Its signatories, including China, Iran, Angola and Venezuela, said countries suffering from foreign interference, colonialism, slavery, oppression, unilateral sanctions “and other internationally wrongful acts, also deserve the right for remedy, reparation and justice, which should be addressed through sound legal processes.”
The Palestinians sent a letter to all countries late Monday saying they did not join the statement.
Canada’s U.N. Ambassador Robert Rae shot back that the resolution makes no mention of forcibly seizing assets or destroying the powers of sovereign states, and said Russia is only making the allegations because it doesn’t want to admit the resolution’s call for an international register to document evidence of damage, loss and injury.
“The assembly is not being asked to perform a function as a judge or jury,” he said. And Russian claims that “this is some systematic, Western plot to steal the assets of sovereign states — It’s just complete balderdash. It’s nonsense, and we have to have the courage to say it.”
Russia’s veto power in the 15-member Security Council has blocked the U.N.’s most powerful body from taking any action since President Vladimir Putin ordered the invasion. But there are no vetoes in the General Assembly, which previously adopted four resolutions criticizing Russia’s invasion.
Unlike Security Council resolutions, General Assembly resolutions are not legally binding, but they do reflect world opinion and have demonstrated widespread opposition to Russia’s military action.
The resolution adopted Monday was sponsored by Canada, Guatemala, Netherlands and Ukraine and co-sponsored by dozens of others.
It reaffirms the General Assembly’s commitment to Ukraine’s “sovereignty, independence, unity and territorial integrity” and reiterates its demand for Russia to immediately “cease its use of force against Ukraine” and withdraw all its forces from Ukrainian territory.

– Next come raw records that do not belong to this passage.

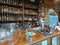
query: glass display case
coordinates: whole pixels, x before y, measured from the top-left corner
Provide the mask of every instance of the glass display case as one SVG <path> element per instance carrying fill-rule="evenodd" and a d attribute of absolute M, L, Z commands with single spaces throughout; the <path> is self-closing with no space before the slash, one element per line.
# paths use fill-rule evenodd
<path fill-rule="evenodd" d="M 47 45 L 47 40 L 42 41 L 41 45 Z"/>

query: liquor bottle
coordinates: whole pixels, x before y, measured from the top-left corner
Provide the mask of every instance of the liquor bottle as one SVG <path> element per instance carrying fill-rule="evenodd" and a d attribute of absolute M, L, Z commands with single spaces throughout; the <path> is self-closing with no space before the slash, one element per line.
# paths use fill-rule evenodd
<path fill-rule="evenodd" d="M 3 3 L 8 4 L 8 0 L 3 0 Z"/>

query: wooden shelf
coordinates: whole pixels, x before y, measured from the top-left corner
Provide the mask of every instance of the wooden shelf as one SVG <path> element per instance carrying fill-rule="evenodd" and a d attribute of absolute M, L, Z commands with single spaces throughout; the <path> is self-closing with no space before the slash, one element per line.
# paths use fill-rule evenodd
<path fill-rule="evenodd" d="M 22 6 L 12 5 L 12 4 L 5 4 L 5 3 L 0 3 L 0 5 L 5 5 L 5 6 L 9 6 L 9 7 L 16 7 L 16 8 L 22 8 Z"/>
<path fill-rule="evenodd" d="M 26 16 L 38 16 L 38 15 L 33 15 L 33 14 L 24 14 Z"/>

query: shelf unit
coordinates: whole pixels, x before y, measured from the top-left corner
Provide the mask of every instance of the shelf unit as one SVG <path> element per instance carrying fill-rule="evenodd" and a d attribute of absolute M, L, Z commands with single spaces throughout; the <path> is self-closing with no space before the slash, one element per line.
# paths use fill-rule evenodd
<path fill-rule="evenodd" d="M 1 0 L 0 23 L 27 23 L 36 24 L 38 21 L 38 0 Z"/>

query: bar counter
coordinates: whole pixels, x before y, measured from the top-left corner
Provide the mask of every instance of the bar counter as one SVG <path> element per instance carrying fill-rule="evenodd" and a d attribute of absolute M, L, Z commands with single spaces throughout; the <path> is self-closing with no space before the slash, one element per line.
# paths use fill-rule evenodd
<path fill-rule="evenodd" d="M 48 40 L 48 45 L 52 45 L 52 37 L 58 37 L 57 45 L 60 45 L 60 31 L 54 30 L 53 33 L 46 35 L 38 31 L 33 31 L 36 33 L 35 36 L 32 36 L 32 40 L 26 41 L 25 38 L 25 30 L 22 30 L 20 33 L 21 35 L 18 36 L 19 31 L 15 32 L 12 38 L 12 42 L 15 45 L 41 45 L 41 42 L 44 40 Z M 11 45 L 8 43 L 7 38 L 5 39 L 5 42 L 0 43 L 0 45 Z"/>

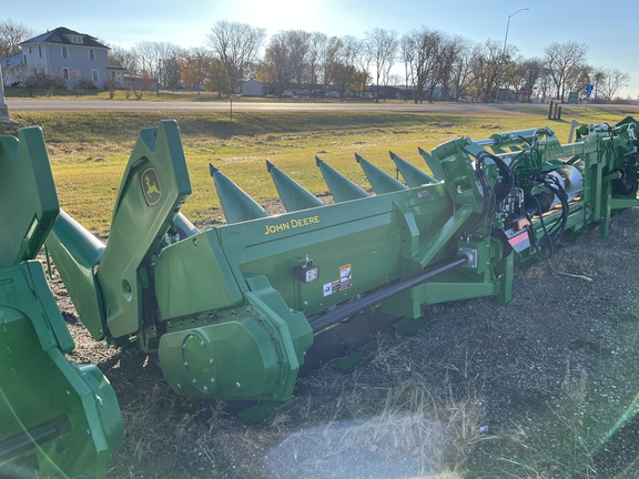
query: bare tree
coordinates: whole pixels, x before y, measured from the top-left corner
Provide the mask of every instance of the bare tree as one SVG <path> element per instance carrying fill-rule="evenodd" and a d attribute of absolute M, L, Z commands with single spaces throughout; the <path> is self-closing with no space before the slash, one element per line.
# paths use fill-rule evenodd
<path fill-rule="evenodd" d="M 463 61 L 467 50 L 467 41 L 462 37 L 444 35 L 439 53 L 439 82 L 442 83 L 442 99 L 449 100 L 457 96 L 452 93 L 454 82 L 454 71 Z"/>
<path fill-rule="evenodd" d="M 423 102 L 426 90 L 432 93 L 435 88 L 440 47 L 442 32 L 425 27 L 413 30 L 402 40 L 404 61 L 409 62 L 406 74 L 412 75 L 412 84 L 415 85 L 415 103 Z"/>
<path fill-rule="evenodd" d="M 592 83 L 592 93 L 591 98 L 594 100 L 599 100 L 601 96 L 601 91 L 604 89 L 604 83 L 607 80 L 608 74 L 606 70 L 602 69 L 595 69 L 590 74 L 590 82 Z"/>
<path fill-rule="evenodd" d="M 373 63 L 375 63 L 375 83 L 377 85 L 375 101 L 379 103 L 379 85 L 386 84 L 388 81 L 388 72 L 395 64 L 399 42 L 394 31 L 381 28 L 366 32 L 366 42 L 371 52 L 374 53 Z"/>
<path fill-rule="evenodd" d="M 473 90 L 479 101 L 495 98 L 503 48 L 498 41 L 488 39 L 478 44 L 473 54 Z"/>
<path fill-rule="evenodd" d="M 320 64 L 322 62 L 322 52 L 325 49 L 328 37 L 325 33 L 313 32 L 308 39 L 308 82 L 311 85 L 318 83 Z"/>
<path fill-rule="evenodd" d="M 601 83 L 601 93 L 608 101 L 615 100 L 621 86 L 626 86 L 630 81 L 630 75 L 620 70 L 606 70 L 606 77 Z"/>
<path fill-rule="evenodd" d="M 355 37 L 346 35 L 342 39 L 338 61 L 333 69 L 333 84 L 343 99 L 346 90 L 354 88 L 355 73 L 357 72 L 357 58 L 362 43 Z"/>
<path fill-rule="evenodd" d="M 288 45 L 290 32 L 291 30 L 282 31 L 271 37 L 264 53 L 263 71 L 268 80 L 277 83 L 280 95 L 294 77 L 292 51 Z"/>
<path fill-rule="evenodd" d="M 454 98 L 459 99 L 467 94 L 466 90 L 473 84 L 474 53 L 477 50 L 469 40 L 457 38 L 457 42 L 462 49 L 450 68 L 450 82 Z"/>
<path fill-rule="evenodd" d="M 322 74 L 322 83 L 327 88 L 333 77 L 333 69 L 339 61 L 339 51 L 343 47 L 342 39 L 338 37 L 331 37 L 322 44 L 320 51 L 320 72 Z"/>
<path fill-rule="evenodd" d="M 204 81 L 211 72 L 213 58 L 211 53 L 202 48 L 194 48 L 182 53 L 180 61 L 180 77 L 184 85 L 189 89 L 200 91 L 204 86 Z"/>
<path fill-rule="evenodd" d="M 155 81 L 156 94 L 160 86 L 178 86 L 182 48 L 169 42 L 141 41 L 134 47 L 140 75 Z"/>
<path fill-rule="evenodd" d="M 109 50 L 109 64 L 120 65 L 131 75 L 140 73 L 138 57 L 134 50 L 126 50 L 121 47 L 113 47 Z"/>
<path fill-rule="evenodd" d="M 556 88 L 556 98 L 564 100 L 566 90 L 581 73 L 580 67 L 586 64 L 588 47 L 574 41 L 551 43 L 545 50 L 545 62 L 548 73 Z"/>
<path fill-rule="evenodd" d="M 211 29 L 207 40 L 215 55 L 224 63 L 231 89 L 240 84 L 266 39 L 266 30 L 247 23 L 219 21 Z"/>
<path fill-rule="evenodd" d="M 33 30 L 22 23 L 11 19 L 0 21 L 0 59 L 20 53 L 18 45 L 34 35 Z"/>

It also expresses “grave concern at the loss of life, civilian displacement, destruction of infrastructure and natural resources, loss of public and private property, and economic calamity caused by the Russian Federation’s aggression against Ukraine.”

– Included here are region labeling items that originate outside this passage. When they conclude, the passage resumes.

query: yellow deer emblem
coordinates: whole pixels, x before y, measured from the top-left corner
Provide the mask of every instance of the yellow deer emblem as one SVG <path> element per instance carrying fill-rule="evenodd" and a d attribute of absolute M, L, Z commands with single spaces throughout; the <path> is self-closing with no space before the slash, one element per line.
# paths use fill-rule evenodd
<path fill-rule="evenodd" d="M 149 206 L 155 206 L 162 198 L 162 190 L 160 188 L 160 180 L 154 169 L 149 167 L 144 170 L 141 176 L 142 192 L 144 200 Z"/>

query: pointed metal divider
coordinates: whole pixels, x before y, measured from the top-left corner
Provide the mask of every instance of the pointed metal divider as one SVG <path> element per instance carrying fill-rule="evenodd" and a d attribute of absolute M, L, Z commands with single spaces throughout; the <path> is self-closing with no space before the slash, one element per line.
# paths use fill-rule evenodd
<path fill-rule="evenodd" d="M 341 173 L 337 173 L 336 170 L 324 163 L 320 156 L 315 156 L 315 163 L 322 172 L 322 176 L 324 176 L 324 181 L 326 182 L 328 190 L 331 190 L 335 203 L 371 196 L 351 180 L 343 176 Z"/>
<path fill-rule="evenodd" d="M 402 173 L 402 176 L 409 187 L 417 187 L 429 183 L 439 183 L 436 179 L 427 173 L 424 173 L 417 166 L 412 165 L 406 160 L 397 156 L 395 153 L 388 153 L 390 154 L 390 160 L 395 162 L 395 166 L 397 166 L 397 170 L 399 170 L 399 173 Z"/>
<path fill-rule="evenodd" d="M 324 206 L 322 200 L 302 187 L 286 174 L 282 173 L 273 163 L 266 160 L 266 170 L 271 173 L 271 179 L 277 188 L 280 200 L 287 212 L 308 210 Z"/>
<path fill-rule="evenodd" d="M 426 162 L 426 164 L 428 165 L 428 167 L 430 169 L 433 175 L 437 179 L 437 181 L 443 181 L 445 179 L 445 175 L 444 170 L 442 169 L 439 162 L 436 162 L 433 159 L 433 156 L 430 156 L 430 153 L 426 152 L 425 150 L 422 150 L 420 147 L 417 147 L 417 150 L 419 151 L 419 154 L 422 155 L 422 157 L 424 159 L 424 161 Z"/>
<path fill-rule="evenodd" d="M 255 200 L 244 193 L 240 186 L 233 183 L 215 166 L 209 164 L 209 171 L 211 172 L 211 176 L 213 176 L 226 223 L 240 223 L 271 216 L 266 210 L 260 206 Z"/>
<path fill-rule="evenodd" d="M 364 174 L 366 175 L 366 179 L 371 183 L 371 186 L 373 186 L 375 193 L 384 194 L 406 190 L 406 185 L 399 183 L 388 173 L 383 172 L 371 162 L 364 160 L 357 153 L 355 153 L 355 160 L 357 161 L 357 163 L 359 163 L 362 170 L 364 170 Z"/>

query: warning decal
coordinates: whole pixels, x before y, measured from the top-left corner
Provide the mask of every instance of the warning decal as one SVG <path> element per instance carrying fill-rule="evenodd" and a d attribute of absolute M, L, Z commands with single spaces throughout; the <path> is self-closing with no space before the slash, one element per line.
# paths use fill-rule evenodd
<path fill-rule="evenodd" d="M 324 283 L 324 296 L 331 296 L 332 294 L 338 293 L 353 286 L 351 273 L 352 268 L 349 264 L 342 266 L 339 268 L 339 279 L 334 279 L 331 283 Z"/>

The resolution recalls that Article 14 of the U.N. Charter authorizes the General Assembly to “recommend measures for the peaceful adjustment of any situation … which it deems likely to impair the general welfare of friendly relations among nations” including violations of the Charter.
Soon after Russia’s invasion, the General Assembly adopted its first resolution on March 2 demanding an immediate Russian cease-fire, withdrawal of all its troops and protection for all civilians by a vote of 141-5 with 35 abstentions.
On March 24, the assembly voted 140-5 with 38 abstentions on a resolution blaming Russia for Ukraine’s humanitarian crisis and urging an immediate cease-fire and protection for millions of civilians and the homes, schools and hospitals critical to their survival.
Monday’s vote was close to the lowest vote for a Ukraine resolution: The assembly voted 93-24 with 58 abstentions on April 7 to suspend Russia from the U.N.’s Geneva-based Human Rights Council over allegations Russian soldiers in Ukraine engaged in rights violations that the United States and Ukraine have called war crimes.
The assembly voted overwhelmingly by its highest margin — 143-5 with 35 abstentions — on Oct. 12 to condemn Russia’s “attempted illegal annexation” of four Ukrainian regions and demand its immediate reversal.